Модификации романной формы в прозе Запада второй половины ХХ столетия - [72]

Шрифт
Интервал

В своем художественном всеединстве — и целого, и частного — «Хазарский словарь» производит то уникально-грандиозное впечатление «ошеломляющей необычности»[499], которое дает основание критикам и исследователям рассматривать его как гипертекст и гиперлитературу. В рецензии на французский перевод романа Павича «Книга XXI века» П. Серкс писала: «…это — своего рода «Илиада», нечто вроде компьютерной «Одиссеи», книга открытая, книга интегрального содержания»[500]. И в этом же направлении мысли дает свою оценку произведениям Павича сербская писательница Я. Михайлович, утверждающая, «что глобальная связь прозы Павича с литературой гипертектсов ясна и неоспорима», поскольку ее «пространство представляется настолько неограниченным, что создает впечатление бесконечности. Перемещения с одного уровня на другой, вверх — вниз, вправо — влево позволяют отгадывать загадки, получать сведения и в результате сложить мозаику в единое целое. А это подвластно только мастерам игр»[501]. А в более традиционных суждениях оправдано сравнение «Хазарского словаря» с музыкой, ибо его сюжет «надо переживать в каждую минуту чтения», или с архитектурой — «готическими соборами или мечетями»[502].

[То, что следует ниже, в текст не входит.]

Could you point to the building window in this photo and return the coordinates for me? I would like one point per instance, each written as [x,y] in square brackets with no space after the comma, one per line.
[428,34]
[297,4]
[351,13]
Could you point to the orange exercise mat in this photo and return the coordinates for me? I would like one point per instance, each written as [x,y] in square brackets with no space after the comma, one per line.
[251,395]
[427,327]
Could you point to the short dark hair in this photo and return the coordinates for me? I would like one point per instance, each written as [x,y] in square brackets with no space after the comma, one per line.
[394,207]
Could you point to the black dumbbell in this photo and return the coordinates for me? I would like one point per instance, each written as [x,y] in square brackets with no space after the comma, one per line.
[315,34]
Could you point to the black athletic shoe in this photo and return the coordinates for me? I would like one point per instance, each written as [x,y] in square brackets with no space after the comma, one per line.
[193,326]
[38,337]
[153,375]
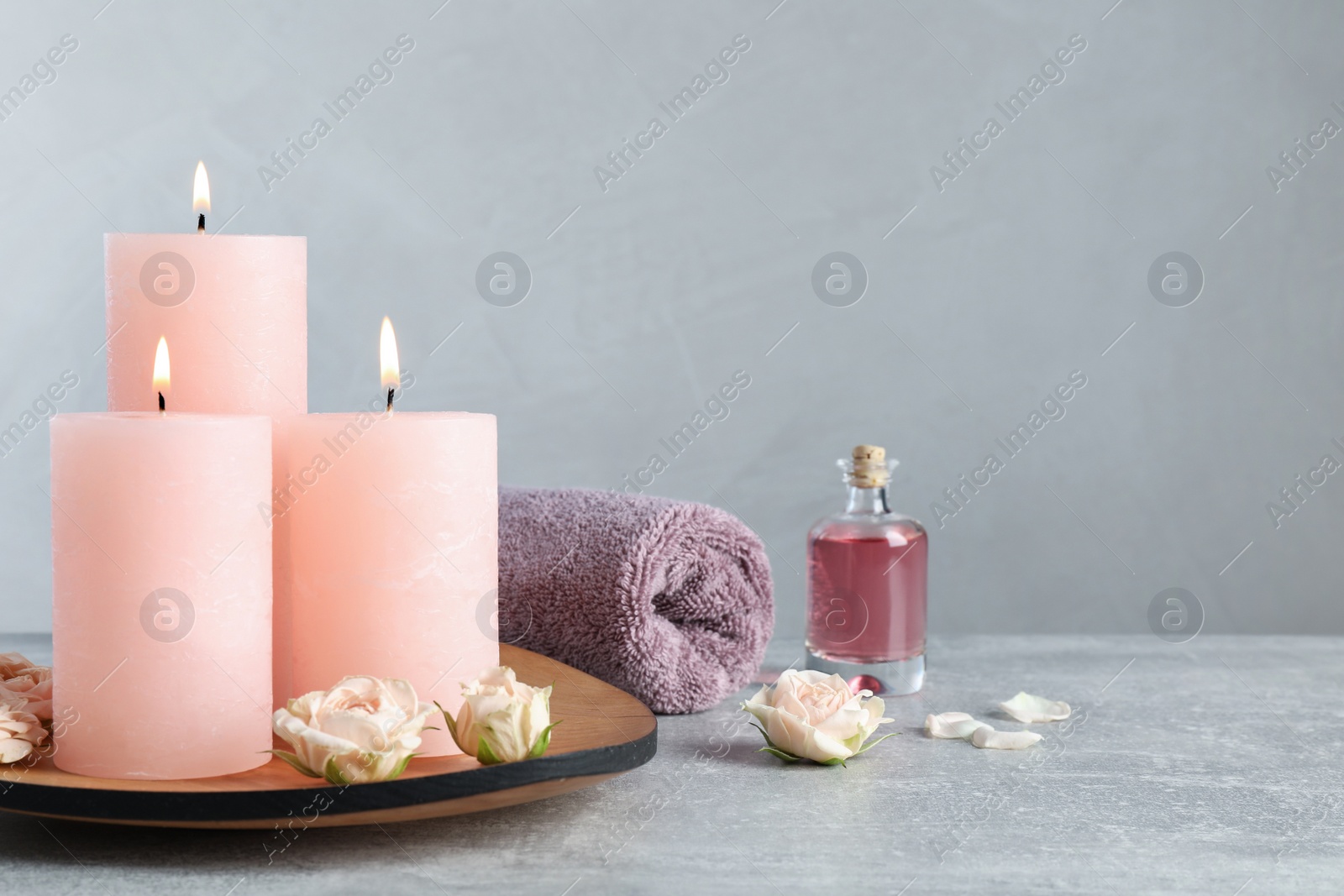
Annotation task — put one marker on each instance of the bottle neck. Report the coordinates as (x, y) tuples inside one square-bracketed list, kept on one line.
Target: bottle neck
[(869, 501)]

Впечатление от этой «массивной криптограммы» подобно тому, которое сумел выразить о «Божественной комедии» О.Э. Мандельштам: «Если бы залы Эрмитажа вдруг сошли с ума, если бы картины всех школ и мастеров вдруг сорвались с гвоздей, вошли друг в друга, смесились и наполнили комнатный воздух футуристическим ревом и неистовым красочным возбуждением, то получилось бы нечто подобное Дантовой "Комедии"»[503]. Эта параллель — «Божественная комедия» и «Хазарский словарь» — не случайна. Оправданно возникает вопрос: не является ли «Хазарский словарь» произведением, подобно «Комедии», совмещающим в себе две эпохи, подводя итоги уходящей двухтысячелетней цивилизации и предвосхищая, «открывая» новую человеческую эру, духовно-интеллектуальную и художественно-эстетическую? И хотя «Хазарский словарь» называют романом XXI века, думается, этот вопрос остается перспективно открытым. Однако оправдана прежде всего художественно-эстетическая аналогия с «Божественной комедией», поскольку форма романа Павича — форма поэтическая.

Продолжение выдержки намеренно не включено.